Biomolecule Labeling: Fluorous Luminescence

The labeling of biomolecules with exogenous reagents is generally done for one of two purposes either enrichment or detection.  Enrichment labeling is generally in the form of some sort of affinity tag such as biotin, a His tag, and yes, fluorous tag and is designed to allow one to separate the components of interest from molecules.  The complexity of biological mixtures can make the analysis of all components impractical, so enrichment of the sample in only targeted analytes is often necessary.  Detection labeling on the other hand allows one to easily determine which components in a mixture are labeled.  Detection methods include fluorescence, radiometric, or luminescence.  Sometimes indirect methods are used also.  For example, a biomolecule may be biotinylated as the primary label which is then detected using fluorescently labeled avidin.

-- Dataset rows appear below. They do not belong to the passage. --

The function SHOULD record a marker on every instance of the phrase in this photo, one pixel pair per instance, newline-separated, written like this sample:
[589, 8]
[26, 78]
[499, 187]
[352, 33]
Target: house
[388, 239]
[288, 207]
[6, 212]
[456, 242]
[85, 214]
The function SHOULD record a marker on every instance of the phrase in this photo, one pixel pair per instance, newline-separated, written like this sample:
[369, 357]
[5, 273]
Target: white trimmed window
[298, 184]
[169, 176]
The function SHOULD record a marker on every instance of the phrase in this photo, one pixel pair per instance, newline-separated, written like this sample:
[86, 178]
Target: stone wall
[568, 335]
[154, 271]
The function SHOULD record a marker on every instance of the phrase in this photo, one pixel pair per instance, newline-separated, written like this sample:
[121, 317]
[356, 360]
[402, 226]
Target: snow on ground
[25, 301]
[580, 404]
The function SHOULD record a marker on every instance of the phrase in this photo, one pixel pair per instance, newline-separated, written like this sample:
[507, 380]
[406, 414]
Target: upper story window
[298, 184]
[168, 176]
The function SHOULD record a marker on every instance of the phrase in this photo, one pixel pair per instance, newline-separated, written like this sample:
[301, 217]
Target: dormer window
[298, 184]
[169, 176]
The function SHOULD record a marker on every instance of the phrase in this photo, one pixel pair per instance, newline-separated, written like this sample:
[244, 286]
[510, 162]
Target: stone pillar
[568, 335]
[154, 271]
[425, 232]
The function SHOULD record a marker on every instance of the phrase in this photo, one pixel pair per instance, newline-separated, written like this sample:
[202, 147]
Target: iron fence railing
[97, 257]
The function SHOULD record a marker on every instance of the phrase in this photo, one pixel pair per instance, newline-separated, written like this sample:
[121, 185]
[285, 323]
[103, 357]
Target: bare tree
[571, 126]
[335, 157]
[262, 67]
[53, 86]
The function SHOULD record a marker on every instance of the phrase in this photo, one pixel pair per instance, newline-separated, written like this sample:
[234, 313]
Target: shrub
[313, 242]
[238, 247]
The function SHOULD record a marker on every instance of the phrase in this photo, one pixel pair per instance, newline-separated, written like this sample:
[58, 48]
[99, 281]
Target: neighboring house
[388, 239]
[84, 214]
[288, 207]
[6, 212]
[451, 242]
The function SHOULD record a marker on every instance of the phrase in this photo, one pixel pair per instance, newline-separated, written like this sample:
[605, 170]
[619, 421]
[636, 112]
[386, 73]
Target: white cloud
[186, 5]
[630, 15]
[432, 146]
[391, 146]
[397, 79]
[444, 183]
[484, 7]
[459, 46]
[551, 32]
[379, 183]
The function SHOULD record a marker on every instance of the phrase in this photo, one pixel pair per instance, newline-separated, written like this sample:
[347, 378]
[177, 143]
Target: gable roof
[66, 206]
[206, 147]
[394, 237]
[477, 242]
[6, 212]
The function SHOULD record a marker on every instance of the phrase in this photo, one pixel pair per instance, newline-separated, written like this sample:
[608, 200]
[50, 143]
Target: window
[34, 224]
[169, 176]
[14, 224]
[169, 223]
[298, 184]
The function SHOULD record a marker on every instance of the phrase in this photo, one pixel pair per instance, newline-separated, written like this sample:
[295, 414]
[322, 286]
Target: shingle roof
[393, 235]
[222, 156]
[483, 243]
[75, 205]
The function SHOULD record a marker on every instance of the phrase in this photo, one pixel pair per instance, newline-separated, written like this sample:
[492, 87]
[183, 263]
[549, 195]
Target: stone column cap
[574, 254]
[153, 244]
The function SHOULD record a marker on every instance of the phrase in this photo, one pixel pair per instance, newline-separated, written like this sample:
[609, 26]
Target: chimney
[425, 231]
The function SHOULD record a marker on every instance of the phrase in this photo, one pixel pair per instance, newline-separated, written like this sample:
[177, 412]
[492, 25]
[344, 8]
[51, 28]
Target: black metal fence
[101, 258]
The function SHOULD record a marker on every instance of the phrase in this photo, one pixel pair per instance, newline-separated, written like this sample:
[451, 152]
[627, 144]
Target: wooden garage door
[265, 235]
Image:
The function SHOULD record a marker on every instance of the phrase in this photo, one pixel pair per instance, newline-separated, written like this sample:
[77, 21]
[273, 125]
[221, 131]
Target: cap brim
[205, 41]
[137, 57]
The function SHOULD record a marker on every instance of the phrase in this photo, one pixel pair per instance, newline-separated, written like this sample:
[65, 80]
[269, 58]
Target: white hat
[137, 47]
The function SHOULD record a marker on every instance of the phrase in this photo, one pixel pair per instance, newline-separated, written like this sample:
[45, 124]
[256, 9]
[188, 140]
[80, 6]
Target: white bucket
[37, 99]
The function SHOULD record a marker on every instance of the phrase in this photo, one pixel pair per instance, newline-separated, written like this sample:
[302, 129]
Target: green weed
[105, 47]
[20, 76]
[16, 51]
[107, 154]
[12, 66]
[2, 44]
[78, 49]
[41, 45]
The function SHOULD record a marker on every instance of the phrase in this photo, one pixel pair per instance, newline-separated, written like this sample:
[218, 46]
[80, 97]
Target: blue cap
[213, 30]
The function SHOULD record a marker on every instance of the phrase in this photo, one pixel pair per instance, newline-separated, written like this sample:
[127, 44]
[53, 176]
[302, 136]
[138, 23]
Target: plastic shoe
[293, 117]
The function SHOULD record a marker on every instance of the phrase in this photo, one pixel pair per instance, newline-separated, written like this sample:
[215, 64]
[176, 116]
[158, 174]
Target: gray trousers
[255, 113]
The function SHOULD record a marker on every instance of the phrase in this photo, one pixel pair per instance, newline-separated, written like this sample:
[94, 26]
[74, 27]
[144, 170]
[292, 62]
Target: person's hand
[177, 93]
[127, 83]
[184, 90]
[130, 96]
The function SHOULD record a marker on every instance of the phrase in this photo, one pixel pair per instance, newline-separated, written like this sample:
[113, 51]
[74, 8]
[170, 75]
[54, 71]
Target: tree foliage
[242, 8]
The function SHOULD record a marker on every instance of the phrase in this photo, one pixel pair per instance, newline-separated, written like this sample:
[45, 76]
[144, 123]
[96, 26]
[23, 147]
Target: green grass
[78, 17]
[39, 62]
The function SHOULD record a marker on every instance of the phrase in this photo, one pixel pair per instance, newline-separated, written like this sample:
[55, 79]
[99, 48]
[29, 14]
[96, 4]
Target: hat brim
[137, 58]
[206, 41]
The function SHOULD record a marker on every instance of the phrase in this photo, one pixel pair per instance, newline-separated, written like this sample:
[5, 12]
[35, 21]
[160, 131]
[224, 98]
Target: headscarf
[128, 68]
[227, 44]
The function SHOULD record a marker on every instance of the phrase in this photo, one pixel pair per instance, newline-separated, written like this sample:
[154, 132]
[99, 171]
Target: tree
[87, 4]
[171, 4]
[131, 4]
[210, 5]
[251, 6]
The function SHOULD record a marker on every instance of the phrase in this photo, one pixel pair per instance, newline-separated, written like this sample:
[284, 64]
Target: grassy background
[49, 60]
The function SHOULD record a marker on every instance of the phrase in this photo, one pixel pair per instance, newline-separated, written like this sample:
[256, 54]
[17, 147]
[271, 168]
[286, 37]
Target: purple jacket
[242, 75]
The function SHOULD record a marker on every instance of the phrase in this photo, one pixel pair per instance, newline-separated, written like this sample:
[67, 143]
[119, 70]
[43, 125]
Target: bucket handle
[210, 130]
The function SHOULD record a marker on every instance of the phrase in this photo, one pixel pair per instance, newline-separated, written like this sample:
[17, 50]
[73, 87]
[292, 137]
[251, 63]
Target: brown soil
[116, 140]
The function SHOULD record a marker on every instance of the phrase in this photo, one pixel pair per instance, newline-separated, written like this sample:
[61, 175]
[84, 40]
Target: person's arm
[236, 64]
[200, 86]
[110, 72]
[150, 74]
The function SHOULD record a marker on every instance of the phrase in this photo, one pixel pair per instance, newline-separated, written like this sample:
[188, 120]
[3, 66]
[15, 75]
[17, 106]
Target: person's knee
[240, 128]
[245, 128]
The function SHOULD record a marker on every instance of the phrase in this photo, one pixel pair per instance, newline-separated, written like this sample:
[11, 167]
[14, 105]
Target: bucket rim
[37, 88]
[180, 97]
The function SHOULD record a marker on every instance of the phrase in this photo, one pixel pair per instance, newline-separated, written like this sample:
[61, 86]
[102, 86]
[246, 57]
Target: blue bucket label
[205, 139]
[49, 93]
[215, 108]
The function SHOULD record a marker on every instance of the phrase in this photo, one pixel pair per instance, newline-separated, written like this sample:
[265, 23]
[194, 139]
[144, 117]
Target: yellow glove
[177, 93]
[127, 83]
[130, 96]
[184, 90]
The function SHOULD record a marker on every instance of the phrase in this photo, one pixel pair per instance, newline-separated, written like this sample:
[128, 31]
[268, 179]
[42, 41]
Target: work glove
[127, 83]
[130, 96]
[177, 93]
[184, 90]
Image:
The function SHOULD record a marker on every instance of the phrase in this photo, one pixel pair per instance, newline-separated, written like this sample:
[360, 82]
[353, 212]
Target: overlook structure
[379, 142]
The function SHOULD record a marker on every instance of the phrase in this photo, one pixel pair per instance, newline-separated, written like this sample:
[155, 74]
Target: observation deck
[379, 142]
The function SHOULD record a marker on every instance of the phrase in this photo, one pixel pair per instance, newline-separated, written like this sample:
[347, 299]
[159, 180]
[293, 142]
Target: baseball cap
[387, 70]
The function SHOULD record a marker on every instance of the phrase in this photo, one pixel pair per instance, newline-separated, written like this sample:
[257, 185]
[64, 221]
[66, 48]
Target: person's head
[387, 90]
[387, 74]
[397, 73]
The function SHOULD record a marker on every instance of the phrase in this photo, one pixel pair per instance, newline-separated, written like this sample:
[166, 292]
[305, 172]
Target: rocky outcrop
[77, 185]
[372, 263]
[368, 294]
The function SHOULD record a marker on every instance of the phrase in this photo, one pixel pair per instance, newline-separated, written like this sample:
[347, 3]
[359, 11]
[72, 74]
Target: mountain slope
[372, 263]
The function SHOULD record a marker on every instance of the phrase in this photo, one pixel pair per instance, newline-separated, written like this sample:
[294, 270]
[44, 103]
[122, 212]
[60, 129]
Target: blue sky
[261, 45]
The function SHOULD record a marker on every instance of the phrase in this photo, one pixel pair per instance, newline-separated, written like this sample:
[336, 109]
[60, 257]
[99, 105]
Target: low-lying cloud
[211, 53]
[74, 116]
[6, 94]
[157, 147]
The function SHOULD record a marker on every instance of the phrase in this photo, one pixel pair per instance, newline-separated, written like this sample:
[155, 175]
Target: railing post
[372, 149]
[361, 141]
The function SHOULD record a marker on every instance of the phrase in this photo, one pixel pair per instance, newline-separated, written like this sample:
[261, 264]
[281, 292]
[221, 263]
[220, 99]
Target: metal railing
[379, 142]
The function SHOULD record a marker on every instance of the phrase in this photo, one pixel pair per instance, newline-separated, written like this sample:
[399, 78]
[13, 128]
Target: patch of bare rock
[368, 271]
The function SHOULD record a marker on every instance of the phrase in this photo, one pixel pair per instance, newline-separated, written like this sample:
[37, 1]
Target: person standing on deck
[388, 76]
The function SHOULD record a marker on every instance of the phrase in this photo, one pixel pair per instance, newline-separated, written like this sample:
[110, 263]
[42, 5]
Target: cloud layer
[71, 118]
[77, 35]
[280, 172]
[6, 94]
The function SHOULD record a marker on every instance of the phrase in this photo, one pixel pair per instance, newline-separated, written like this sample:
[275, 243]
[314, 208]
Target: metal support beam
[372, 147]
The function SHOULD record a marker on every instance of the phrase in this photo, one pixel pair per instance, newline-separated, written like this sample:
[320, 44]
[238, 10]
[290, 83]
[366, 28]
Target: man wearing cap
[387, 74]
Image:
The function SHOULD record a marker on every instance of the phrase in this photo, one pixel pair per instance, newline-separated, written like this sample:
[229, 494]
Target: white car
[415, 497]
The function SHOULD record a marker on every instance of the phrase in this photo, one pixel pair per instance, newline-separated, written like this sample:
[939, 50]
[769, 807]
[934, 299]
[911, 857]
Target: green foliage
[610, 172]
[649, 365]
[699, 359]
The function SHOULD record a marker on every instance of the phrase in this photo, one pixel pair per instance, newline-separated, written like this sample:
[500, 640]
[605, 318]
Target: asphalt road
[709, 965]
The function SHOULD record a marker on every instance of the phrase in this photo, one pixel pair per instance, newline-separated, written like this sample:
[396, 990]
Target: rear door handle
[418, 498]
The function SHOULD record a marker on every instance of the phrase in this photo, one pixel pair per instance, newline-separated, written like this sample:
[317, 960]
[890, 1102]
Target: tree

So what do you do if you want to enrich and detect?  You make a trifunctional reagent, of course, containing a protein reactive group, a detection tag, and an enrichment tag.  Trifunctional reagents are pretty common, but most contain an enrichment or detection tag in conjunction with a cross-linker, such a photoaffinity tag in order to investigate protein-protein interactions, not an enrichment and detection tag.  

A new paper from the Lo group at City University of Hong Kong, the site of the upcoming ISoFT ’11 conference, describes just such a reagent though.  In this instance they prepared a trifunctional reagent with a isothiocyanate as the protein reactive group, a fluorous chain as the enrichment tag, and a rhenium complex as the detection tag.  The authors write that they chose rhenium(I) complexes due to the ease by which they can be color tuned and their long lived excited states which could lead to multi-color probes.  Previously in 2008, the same authors had made a similar trifunctional probe using a biotin tag, which they have now replaced with a fluorous tag. The advantages of the fluorous tag over biotin include less non-specific binding, easier separation by fluorous solid phase extraction(FSPE), and excellent mass spec characteristics. 

The researchers first prepared the trifunctional reagent 2 from aminopyridine 1 and found that it reacted well with ethylamine to form 3.  The measured adsorption and emission spectra of each of these were also found to be as expected.  They then labeled a protein, BSA, and a tripeptide, gluthione (GSH), with the reagent 2.  Both resulted in labeled compounds with long-lived emissions; green colored in the case of Re-BSA and yellow for Re-GSH.  They then demonstrated that FSPE could be used for enrichment by separating the the tagged GSH from a mixture with 20 amino acids.  

Finally, they measured the cellular uptake and cytotoxicity of 3 upon incubation with HeLa cells and found that 3 was predominantly found associated with the mitochondria of the cells as seen by confocal microscopy.  The authors conclude by stating that having demonstrated the use of such reagents in labeling, enrichment, and detection that they foresee the design and use of such reagents in the isolation and identification of intracellular receptors.